2012 has been a whirlwind. This year I knew was going to be full or change. I could feel it when the clock struck midnight. Something new was coming my way. I really believed that is would be a year that God came through for me. A year where the desires of my heart were seen and met. I was full of faith. The the shaking started. Everything I thought I knew, everything I believe was happening, every direction my life was aimed came crumbling down. How is it that I have faith one minute and the next I feel the need to grab onto anything or I may completely crumble? My answer:I don't know.
Life has dealt me some pretty intense cards this year. I have handle some moments with grace and completely lost control in others. I have had weeks of spiritual breakthrough and weeks where the thought of talking to God makes me cry. I have struggled so much with the "WHY" and the "WHAT IF". I have felt abandon and unseen. I mean if God loves me and has something great in store for me why would it not be happening? Or maybe all that is happening is merely the road to get to breakthrough and answers.
I often pray the God would guide me and keep me. I pray that I would live where he wants me to live, marry who he wants me to marry and be who he created me to be. I mean these prayers but when they are answered I freak out and question where the Lord is. What I am beginning to see is the answer to my prayers are not easy. Sometimes it involves tears and feeling left alone, but I see now that He is hearing me and simply closing the wrong doors so I will walk through the right ones. He is reminding me that He has been here all along I just have to look up and see Him. I understand that 2012 is my year, but to start off we must eliminate all the junk that is not for me.

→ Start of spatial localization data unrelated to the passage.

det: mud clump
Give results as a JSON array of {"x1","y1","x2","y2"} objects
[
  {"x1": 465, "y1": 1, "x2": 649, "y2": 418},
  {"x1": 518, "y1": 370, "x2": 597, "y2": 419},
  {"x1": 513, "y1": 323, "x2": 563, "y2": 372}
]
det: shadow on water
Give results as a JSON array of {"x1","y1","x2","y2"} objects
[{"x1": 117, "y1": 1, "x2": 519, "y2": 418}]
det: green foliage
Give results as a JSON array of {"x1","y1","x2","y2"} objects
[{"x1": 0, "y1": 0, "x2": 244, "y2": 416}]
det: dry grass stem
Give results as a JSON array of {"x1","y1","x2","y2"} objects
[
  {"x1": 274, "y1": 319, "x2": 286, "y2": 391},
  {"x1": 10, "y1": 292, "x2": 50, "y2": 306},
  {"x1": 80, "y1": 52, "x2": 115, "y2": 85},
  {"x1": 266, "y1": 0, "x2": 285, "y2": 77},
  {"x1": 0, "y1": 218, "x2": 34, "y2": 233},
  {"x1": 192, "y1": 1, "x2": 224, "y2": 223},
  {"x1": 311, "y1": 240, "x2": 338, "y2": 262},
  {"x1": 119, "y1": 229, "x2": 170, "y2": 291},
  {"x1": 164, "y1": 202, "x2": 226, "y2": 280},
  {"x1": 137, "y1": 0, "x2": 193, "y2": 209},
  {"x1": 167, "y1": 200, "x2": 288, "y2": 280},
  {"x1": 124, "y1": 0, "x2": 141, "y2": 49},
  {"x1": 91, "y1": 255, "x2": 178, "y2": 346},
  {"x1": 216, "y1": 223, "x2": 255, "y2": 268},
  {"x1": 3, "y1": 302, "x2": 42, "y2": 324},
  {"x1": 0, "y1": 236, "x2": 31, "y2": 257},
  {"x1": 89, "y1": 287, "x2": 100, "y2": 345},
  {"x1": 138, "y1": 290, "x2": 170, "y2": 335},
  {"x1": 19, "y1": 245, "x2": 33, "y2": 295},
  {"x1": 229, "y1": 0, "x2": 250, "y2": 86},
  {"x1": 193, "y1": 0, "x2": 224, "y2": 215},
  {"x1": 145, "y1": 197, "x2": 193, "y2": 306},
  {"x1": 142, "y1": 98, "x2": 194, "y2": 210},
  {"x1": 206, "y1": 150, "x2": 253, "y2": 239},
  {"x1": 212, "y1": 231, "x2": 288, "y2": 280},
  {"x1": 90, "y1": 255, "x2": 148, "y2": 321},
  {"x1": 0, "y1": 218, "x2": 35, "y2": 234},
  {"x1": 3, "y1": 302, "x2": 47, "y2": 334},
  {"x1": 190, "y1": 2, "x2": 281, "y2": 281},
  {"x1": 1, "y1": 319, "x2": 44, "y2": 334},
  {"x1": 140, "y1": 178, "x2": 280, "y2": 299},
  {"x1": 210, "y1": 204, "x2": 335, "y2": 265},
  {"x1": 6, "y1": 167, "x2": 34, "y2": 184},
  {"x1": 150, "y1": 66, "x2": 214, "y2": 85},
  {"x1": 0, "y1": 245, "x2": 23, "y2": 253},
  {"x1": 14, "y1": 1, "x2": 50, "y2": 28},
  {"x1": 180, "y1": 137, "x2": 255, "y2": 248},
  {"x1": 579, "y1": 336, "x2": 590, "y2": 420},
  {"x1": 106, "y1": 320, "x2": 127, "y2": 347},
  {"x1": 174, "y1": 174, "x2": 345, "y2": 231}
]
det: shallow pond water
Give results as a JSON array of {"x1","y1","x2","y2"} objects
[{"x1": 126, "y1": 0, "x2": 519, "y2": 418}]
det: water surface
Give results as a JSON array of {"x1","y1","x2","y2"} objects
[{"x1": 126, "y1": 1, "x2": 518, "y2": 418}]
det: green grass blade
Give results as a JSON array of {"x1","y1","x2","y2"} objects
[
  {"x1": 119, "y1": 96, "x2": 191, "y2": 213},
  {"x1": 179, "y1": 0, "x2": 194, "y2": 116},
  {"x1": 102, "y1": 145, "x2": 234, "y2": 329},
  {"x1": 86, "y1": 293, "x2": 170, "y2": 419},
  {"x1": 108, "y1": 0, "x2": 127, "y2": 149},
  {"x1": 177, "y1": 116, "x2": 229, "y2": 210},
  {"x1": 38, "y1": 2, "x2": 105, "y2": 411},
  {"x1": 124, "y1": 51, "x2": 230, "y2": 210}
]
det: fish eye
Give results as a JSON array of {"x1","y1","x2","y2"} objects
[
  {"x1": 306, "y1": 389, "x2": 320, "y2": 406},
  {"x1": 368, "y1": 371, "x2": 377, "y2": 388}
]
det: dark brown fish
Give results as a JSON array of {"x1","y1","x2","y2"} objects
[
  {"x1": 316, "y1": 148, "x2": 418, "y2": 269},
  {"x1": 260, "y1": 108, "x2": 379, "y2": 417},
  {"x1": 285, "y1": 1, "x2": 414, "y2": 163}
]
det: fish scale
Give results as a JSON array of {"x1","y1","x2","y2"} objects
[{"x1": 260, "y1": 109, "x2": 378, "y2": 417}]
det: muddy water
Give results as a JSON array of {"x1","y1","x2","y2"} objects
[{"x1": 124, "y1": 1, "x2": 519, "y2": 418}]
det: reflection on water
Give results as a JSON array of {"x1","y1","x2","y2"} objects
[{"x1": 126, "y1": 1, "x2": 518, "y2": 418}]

If you are discouraged like I have been take a moment and reflect on what you've prayed for. Maybe He is not giving you the answer you want, but I bet it is the answer you need.
Friday, March 2, 2012
Friday, January 27, 2012
So I went on a fast...
So I went on a fast asking for change. I wasn't even sure what I wanted. All I knew is that Gos was stirring something up. I had a friend call and say lets fast, so I did. Well, I went on a fast and something changed! I realized that I wanted God more than I wanted my own desires. I came to the conclusion that God was opening the door for different housing and it was time to walk through that. I now understand that I am called to be a friend who loves above all else, but I am never to settle in how I am treated or what I desire in relationships. I learned that my heart is getting stronger in the Lord. I went on a fast and watched doors open for another ministry trip, Cyprus and Israel in March! So, I went on a fast and everything changed and the fast isn't over! I now see that prayer and fasting does change everything.
Sunday, January 1, 2012
2012
I began last year in a very different place. I was wondering and pretty lost. I just had no clue what God was doing and why. As 2011 progressed I began to see that it was a year of moving forward and trusting God. It was challenging in every way, but the most rewarding time of my life. I feel that this was the year my destiny in Christ became a reality I am walking out. I was able to see how much Gods love and changed me and made me strong. I found a voice where there had been none. I became me again in 2011. So what about 2012?? I am not sure yet, but in my heart I am believing for a year of promises fulfilled. All I know is it is going to be good.